Afrique du Sud
Le Parlement sud-africain a fixé à lundi la première réunion d'une commission d'enquête chargée d'examiner les allégations relatives au scandale « Farmgate » impliquant le président Cyril Ramaphosa, a annoncé jeudi le parti Alliance démocratique.
Cette réunion marque la prochaine étape d'une procédure de destitution à l'encontre de M. Ramaphosa, relancée ce mois-ci par la Cour constitutionnelle, ce qui constitue un revers pour le dirigeant, pour qui cette affaire a constitué un embarras majeur tout au long de sa présidence.
Ramaphosa a nié toute implication dans ce scandale, au cours duquel des liasses de billets ont été volées dans un canapé de sa ferme en 2020, ce qui a soulevé des questions quant à l'origine de cet argent et aux raisons pour lesquelles il était caché dans un meuble.

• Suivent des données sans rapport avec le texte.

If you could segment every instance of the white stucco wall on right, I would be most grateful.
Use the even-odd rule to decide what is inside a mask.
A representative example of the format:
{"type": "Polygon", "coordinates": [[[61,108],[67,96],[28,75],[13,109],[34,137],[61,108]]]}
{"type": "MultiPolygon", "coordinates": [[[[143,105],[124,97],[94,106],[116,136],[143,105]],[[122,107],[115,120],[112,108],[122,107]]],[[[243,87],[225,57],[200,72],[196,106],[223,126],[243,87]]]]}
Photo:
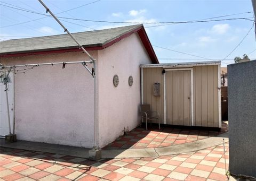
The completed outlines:
{"type": "Polygon", "coordinates": [[[100,148],[140,123],[140,64],[152,63],[139,36],[134,33],[99,51],[99,143],[100,148]],[[113,85],[113,76],[119,84],[113,85]],[[133,77],[132,87],[129,76],[133,77]]]}

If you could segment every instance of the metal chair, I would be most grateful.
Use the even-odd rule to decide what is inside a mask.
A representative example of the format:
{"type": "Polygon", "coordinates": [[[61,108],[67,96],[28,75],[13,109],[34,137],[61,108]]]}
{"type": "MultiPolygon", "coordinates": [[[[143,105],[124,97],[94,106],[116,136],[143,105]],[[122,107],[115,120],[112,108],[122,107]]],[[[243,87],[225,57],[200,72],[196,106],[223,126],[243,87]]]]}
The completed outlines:
{"type": "Polygon", "coordinates": [[[146,130],[148,130],[148,120],[151,120],[151,124],[152,125],[152,120],[158,120],[159,130],[160,130],[160,115],[157,111],[151,111],[150,105],[141,105],[140,106],[140,113],[141,121],[142,119],[146,119],[146,130]],[[155,114],[153,114],[155,113],[155,114]]]}

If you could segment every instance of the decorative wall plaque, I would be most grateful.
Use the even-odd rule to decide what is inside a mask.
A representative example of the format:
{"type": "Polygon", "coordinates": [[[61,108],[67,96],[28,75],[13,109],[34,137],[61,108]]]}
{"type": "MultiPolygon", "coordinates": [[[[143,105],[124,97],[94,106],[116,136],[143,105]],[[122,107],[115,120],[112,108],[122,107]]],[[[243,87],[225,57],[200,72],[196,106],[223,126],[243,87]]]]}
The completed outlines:
{"type": "Polygon", "coordinates": [[[117,75],[114,75],[114,77],[113,77],[114,86],[117,87],[117,85],[118,85],[118,83],[119,83],[118,76],[117,75]]]}
{"type": "Polygon", "coordinates": [[[132,75],[129,76],[129,78],[128,79],[128,83],[129,84],[130,86],[132,86],[132,84],[133,83],[133,79],[132,78],[132,75]]]}

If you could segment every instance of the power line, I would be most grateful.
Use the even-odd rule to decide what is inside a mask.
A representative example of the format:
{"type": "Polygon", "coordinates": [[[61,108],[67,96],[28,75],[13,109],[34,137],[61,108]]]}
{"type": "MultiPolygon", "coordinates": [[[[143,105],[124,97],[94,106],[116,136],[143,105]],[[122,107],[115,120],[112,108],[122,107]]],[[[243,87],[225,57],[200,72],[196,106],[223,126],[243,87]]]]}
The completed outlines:
{"type": "MultiPolygon", "coordinates": [[[[14,8],[20,11],[23,11],[27,12],[37,14],[39,15],[42,15],[44,16],[49,16],[47,14],[45,14],[41,13],[37,13],[29,10],[25,10],[19,8],[11,7],[10,6],[7,6],[3,4],[0,4],[0,5],[6,6],[10,8],[14,8]]],[[[59,14],[59,13],[58,13],[59,14]]],[[[122,22],[122,21],[101,21],[101,20],[86,20],[82,19],[77,19],[77,18],[67,18],[67,17],[62,17],[62,16],[57,16],[60,19],[69,19],[72,20],[78,20],[78,21],[88,21],[88,22],[100,22],[100,23],[119,23],[119,24],[181,24],[181,23],[201,23],[201,22],[215,22],[215,21],[230,21],[230,20],[251,20],[248,19],[250,18],[229,18],[226,19],[219,19],[219,20],[202,20],[202,21],[177,21],[177,22],[122,22]]],[[[253,21],[253,20],[251,20],[253,21]]],[[[0,27],[2,28],[2,27],[0,27]]]]}
{"type": "Polygon", "coordinates": [[[244,39],[245,39],[245,38],[246,38],[246,37],[248,36],[248,35],[249,34],[250,32],[252,30],[252,28],[254,27],[254,23],[253,23],[252,24],[252,27],[251,28],[251,29],[249,30],[249,31],[248,31],[248,32],[246,33],[246,35],[245,35],[245,36],[244,37],[244,38],[243,38],[243,39],[242,39],[242,40],[239,42],[239,44],[232,50],[232,51],[231,51],[231,52],[228,54],[228,55],[227,55],[223,59],[222,59],[221,60],[221,61],[223,61],[224,60],[225,60],[229,55],[230,55],[234,51],[235,51],[236,50],[236,49],[239,47],[240,46],[240,45],[242,44],[242,42],[244,40],[244,39]]]}
{"type": "Polygon", "coordinates": [[[179,51],[172,50],[172,49],[169,49],[169,48],[159,47],[159,46],[156,46],[156,45],[153,45],[153,46],[156,47],[157,47],[157,48],[162,48],[162,49],[165,49],[165,50],[169,50],[169,51],[172,51],[178,53],[180,53],[180,54],[188,55],[196,57],[198,57],[198,58],[203,58],[203,59],[208,59],[208,60],[210,60],[210,61],[213,61],[212,59],[210,59],[210,58],[205,58],[205,57],[202,57],[202,56],[200,56],[192,55],[192,54],[188,54],[188,53],[185,53],[185,52],[179,51]]]}
{"type": "MultiPolygon", "coordinates": [[[[250,54],[253,53],[253,52],[254,52],[255,51],[256,51],[256,49],[255,49],[254,50],[252,50],[252,51],[251,51],[250,53],[249,53],[249,54],[247,54],[247,55],[249,55],[250,54]]],[[[254,58],[255,59],[255,58],[254,58]]]]}
{"type": "MultiPolygon", "coordinates": [[[[56,13],[56,14],[61,14],[61,13],[63,13],[67,12],[68,12],[68,11],[71,11],[71,10],[74,10],[77,9],[77,8],[79,8],[79,7],[83,7],[83,6],[86,6],[86,5],[90,5],[90,4],[93,4],[93,3],[98,2],[100,1],[101,1],[101,0],[97,0],[97,1],[94,1],[94,2],[91,2],[91,3],[90,3],[85,4],[84,4],[84,5],[81,5],[81,6],[78,6],[78,7],[74,7],[74,8],[71,8],[71,9],[69,9],[69,10],[66,10],[66,11],[61,12],[58,13],[56,13]]],[[[26,21],[26,22],[21,22],[21,23],[16,23],[16,24],[11,24],[11,25],[6,25],[6,26],[2,27],[0,27],[0,28],[12,27],[12,26],[16,25],[19,25],[19,24],[27,23],[30,22],[34,21],[39,20],[41,20],[41,19],[44,19],[44,18],[47,18],[47,17],[51,17],[51,16],[50,16],[50,15],[48,15],[48,14],[43,14],[43,13],[38,13],[38,12],[35,12],[35,11],[30,11],[30,10],[29,10],[26,9],[26,8],[23,8],[23,7],[19,7],[19,6],[17,6],[13,5],[12,5],[12,4],[9,4],[9,3],[3,2],[1,2],[1,1],[0,1],[0,2],[1,2],[1,3],[5,3],[5,4],[9,4],[9,5],[12,5],[12,6],[14,6],[14,7],[17,7],[17,8],[15,8],[15,7],[11,7],[11,6],[7,6],[7,5],[3,5],[3,4],[0,4],[1,5],[4,6],[6,6],[6,7],[10,7],[10,8],[14,8],[14,9],[16,9],[16,10],[17,10],[23,11],[25,11],[25,12],[29,12],[29,13],[34,13],[34,14],[40,14],[40,15],[44,15],[44,16],[46,16],[46,17],[41,18],[34,19],[34,20],[30,20],[30,21],[26,21]]],[[[74,24],[78,25],[78,24],[75,24],[75,23],[71,23],[71,22],[70,22],[67,21],[66,22],[69,22],[69,23],[73,23],[73,24],[74,24]]],[[[86,27],[86,26],[83,26],[83,27],[85,27],[85,28],[87,28],[91,29],[92,29],[92,30],[95,30],[95,29],[93,29],[93,28],[90,28],[90,27],[86,27]]]]}
{"type": "MultiPolygon", "coordinates": [[[[191,21],[211,20],[211,19],[213,19],[227,17],[227,16],[234,16],[234,15],[238,15],[238,14],[247,14],[247,13],[253,13],[253,12],[252,11],[249,11],[249,12],[243,12],[243,13],[228,14],[228,15],[222,15],[222,16],[215,16],[215,17],[205,18],[205,19],[199,19],[199,20],[192,20],[191,21]]],[[[167,24],[157,25],[154,25],[154,26],[147,27],[145,27],[145,28],[153,28],[153,27],[162,27],[162,26],[165,26],[165,25],[172,25],[172,24],[173,24],[173,23],[170,23],[170,24],[167,24]]]]}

« Ce qui est positif, c'est que le Parlement semble aller de l'avant », a déclaré George Michalakis, chef du groupe parlementaire de la DA.
La première tâche des 31 membres de la commission sera d'élire un président, a-t-il précisé, ajoutant : « La DA est fermement convaincue que ce ne devrait pas être quelqu'un de l'ANC. »

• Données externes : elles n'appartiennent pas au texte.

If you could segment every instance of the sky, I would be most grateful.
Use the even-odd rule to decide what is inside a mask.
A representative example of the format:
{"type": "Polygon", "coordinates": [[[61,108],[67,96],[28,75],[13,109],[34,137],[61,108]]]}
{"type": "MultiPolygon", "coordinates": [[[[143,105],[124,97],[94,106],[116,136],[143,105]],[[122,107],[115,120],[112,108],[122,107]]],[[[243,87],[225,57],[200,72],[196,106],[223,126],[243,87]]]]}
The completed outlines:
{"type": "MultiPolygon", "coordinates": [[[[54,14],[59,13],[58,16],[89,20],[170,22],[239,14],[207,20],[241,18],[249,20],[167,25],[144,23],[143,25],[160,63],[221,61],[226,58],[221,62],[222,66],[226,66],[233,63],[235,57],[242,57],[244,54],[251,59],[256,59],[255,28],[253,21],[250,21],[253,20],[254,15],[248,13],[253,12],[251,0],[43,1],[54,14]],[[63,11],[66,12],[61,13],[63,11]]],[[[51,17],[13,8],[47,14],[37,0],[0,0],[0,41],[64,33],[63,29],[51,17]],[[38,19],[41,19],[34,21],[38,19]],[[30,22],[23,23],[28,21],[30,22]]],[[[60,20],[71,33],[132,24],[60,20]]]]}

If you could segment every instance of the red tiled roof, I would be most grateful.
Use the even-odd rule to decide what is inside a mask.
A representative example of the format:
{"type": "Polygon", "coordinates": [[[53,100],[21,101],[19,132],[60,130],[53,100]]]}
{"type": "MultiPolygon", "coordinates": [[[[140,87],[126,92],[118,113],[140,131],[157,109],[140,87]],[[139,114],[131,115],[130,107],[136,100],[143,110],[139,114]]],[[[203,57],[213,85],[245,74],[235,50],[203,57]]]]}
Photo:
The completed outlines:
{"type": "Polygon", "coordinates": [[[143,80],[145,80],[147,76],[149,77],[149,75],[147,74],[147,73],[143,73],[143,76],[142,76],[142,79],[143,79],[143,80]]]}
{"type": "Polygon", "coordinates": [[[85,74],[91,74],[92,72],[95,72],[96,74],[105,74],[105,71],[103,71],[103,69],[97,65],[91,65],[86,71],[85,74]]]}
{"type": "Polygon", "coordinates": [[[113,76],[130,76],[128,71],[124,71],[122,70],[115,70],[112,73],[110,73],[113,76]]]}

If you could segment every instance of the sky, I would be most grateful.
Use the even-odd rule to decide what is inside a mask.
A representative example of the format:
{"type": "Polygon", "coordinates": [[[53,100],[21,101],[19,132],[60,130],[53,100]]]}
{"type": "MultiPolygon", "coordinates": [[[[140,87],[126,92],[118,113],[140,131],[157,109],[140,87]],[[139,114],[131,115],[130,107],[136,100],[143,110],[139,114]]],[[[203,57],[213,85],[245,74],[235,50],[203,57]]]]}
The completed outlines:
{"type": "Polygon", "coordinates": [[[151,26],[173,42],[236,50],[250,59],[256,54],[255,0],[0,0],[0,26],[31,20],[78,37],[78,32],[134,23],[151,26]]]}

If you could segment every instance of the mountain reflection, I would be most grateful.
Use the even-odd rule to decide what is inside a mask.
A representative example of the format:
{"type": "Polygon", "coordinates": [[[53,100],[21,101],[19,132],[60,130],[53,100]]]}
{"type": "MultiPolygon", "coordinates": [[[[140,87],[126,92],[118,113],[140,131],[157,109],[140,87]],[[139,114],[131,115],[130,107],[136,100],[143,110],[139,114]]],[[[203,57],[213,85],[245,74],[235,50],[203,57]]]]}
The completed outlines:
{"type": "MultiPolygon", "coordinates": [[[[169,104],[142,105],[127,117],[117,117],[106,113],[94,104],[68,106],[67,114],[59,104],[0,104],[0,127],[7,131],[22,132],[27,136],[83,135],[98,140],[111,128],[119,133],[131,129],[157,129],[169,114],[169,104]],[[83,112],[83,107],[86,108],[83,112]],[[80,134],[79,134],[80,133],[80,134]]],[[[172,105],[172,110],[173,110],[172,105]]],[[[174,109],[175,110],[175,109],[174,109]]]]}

Le DA est le deuxième parti en importance au sein d’un gouvernement de coalition avec le Congrès national africain (ANC) de Ramaphosa, mais il reste critique à l’égard du président et a déclaré qu’il le tiendrait pour responsable de toute conclusion faisant état d’actes répréhensibles.
RAMAPHOSA POURRAIT TENTER DE SUSPENDRE LA PROCÉDURE DE DESTITUTION
Un porte-parole du Parlement et le porte-parole de Ramaphosa ont refusé de commenter.
Mardi, Ramaphosa a déposé un recours contre le rapport d’une commission indépendante qui a conclu à l’existence de preuves préliminaires de fautes de sa part, ce qui, selon certains analystes juridiques, pourrait retarder la procédure de destitution.
Le président a également menacé de demander une ordonnance d'urgence pour suspendre la procédure de destitution si le Parlement poursuivait la procédure alors que son recours est en cours.
L'ANC détient environ 40 % des sièges à l'Assemblée nationale, ce qui signifie qu'il devrait être en mesure de faire échouer tout vote de destitution éventuel, qui nécessiterait une majorité des deux tiers pour être adopté. La direction du parti a déclaré qu'elle soutenait pleinement le président.